Clink! Coles has launched a new flybuys promotion in the lead-up to Christmas.

Clink! Coles has launched a new flybuys promotion in the lead-up to Christmas. Photo: Coles

Coles has unveiled its Christmas flybuys promotion, but customers will need to spend big before they can make a festive toast with the German glassware the supermarket is dishing up.

From October 30, flybuys members can earn ‘glassware credits’ that go towards a pair of Spiegelau glasses.

Shoppers will receive one glassware credit when they scan their flybuys card and spend $20 or more in one transaction at a Coles, Liquorland, or First Choice.

Customers will need to accrue 25 glassware credits – equivalent to a minimum spend of $500 – before redeeming them for a box of two Spiegelau glasses.

A pack of four Spiegelau glasses typically retails for about $80.

This means that flybuys members will receive about $40 of product in exchange for a spend of $500 or more.

Big businesses bank on loyalty schemes

From flybuys to Qantas’ Frequent Flyers, loyalty programs are a money spinner – and valuable source of customer data – for some of Australia’s biggest businesses.

The average Australian belongs to four to six schemes, with the nation’s largest loyalty programs boasting several million members according to the consumer watchdog.

Big businesses often bank on rewards programs to bolster their profits, with the most successful schemes raking in a staggering $110 million – $370 million in earnings each year.

For most consumers, the value of loyalty programs is “questionable”, Deakin University retail and marketing lecturer Michael Callaghan said.

Customer loyalty schemes are “vitally important” for businesses ranging from supermarkets to airlines, because they can “then start building customer profiles”, Professor Callaghan said.

“The reality is as competition increases, more and more having access to data about who your customers are becomes a strategic tool.”

Consumer watchdog raises privacy, data concerns

The Australian Competition and Consumer Commission launched a review of loyalty schemes earlier this year, and last month released a draft report outlining “significant concerns” with how businesses are using the programs.

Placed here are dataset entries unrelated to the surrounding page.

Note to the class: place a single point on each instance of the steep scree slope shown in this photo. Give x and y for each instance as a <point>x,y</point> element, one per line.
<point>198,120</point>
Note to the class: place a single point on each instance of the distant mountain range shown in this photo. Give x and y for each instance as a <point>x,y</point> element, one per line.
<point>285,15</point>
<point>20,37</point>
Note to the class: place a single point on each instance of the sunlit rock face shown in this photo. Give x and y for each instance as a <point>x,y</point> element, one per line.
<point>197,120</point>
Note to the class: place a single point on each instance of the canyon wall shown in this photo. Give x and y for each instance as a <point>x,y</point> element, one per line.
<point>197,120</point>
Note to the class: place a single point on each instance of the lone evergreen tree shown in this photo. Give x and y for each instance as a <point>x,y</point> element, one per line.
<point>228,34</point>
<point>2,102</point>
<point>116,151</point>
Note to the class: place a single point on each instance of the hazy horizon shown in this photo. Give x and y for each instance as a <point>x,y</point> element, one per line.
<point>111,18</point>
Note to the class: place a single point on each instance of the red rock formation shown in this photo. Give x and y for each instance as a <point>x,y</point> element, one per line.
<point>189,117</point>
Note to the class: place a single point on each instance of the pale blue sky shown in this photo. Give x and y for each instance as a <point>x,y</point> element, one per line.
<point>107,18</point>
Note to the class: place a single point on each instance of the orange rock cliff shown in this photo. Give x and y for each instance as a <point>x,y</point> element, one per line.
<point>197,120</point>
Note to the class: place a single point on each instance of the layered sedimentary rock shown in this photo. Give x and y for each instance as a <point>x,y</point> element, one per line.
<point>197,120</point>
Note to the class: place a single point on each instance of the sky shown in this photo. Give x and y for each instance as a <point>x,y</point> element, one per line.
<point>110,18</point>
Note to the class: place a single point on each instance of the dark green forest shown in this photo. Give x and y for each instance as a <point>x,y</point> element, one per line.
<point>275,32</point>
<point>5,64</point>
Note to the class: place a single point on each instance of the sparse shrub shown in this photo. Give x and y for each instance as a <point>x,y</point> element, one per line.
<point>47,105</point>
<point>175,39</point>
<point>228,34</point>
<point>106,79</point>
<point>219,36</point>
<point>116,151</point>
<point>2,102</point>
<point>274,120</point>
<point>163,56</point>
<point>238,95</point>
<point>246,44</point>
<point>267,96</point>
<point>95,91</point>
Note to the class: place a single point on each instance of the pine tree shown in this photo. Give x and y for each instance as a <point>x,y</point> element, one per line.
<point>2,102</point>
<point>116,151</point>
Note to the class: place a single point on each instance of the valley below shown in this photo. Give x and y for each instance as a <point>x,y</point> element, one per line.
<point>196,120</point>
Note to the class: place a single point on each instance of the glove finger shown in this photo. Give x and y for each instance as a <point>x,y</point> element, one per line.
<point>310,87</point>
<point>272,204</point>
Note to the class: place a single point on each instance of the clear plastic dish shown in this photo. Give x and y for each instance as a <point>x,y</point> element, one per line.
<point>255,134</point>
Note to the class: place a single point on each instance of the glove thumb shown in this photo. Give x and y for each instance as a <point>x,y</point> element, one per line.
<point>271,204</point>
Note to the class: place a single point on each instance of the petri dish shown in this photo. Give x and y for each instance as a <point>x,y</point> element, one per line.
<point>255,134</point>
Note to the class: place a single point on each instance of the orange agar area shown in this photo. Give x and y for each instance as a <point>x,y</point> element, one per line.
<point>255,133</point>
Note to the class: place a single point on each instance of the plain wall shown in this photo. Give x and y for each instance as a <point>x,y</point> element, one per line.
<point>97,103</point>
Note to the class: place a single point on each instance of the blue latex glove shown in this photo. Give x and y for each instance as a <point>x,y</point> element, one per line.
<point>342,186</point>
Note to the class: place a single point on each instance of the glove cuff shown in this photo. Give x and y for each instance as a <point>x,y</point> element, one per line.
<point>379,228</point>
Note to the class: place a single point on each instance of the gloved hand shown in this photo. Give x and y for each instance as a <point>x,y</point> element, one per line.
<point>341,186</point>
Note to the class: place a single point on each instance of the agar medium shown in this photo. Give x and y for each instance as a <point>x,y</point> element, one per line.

Concerns ranged from a lack of transparency and communication about how the schemes work, the sharing of consumer data with “unknown third parties”, and whether consumers actually received the advertised benefits.

“The privacy policies of these schemes are frequently very vague and don’t tell consumers who their data is being shared with or how it is being used, shared or monetised,” commission chairmain Rod Sims said.

“The data that loyalty schemes collect can be used to profile consumers and produce insights about their purchasing behaviour.”

These insights about consumers may then be shared with, or sold to, third parties.”

Consumers may be “shocked” to learn that some schemes collect their data “even when they don’t scan their loyalty cards”, and that they combine it with data from other sources “that they might not even be aware”, Mr Sims said.

“Most people think they are being rewarded for their loyalty with discounts or points, but in reality some schemes are building up detailed profiles about consumers and selling those insights to other businesses,” he said.

“Selling insights and access to loyalty scheme members are becoming increasing sources of revenue.”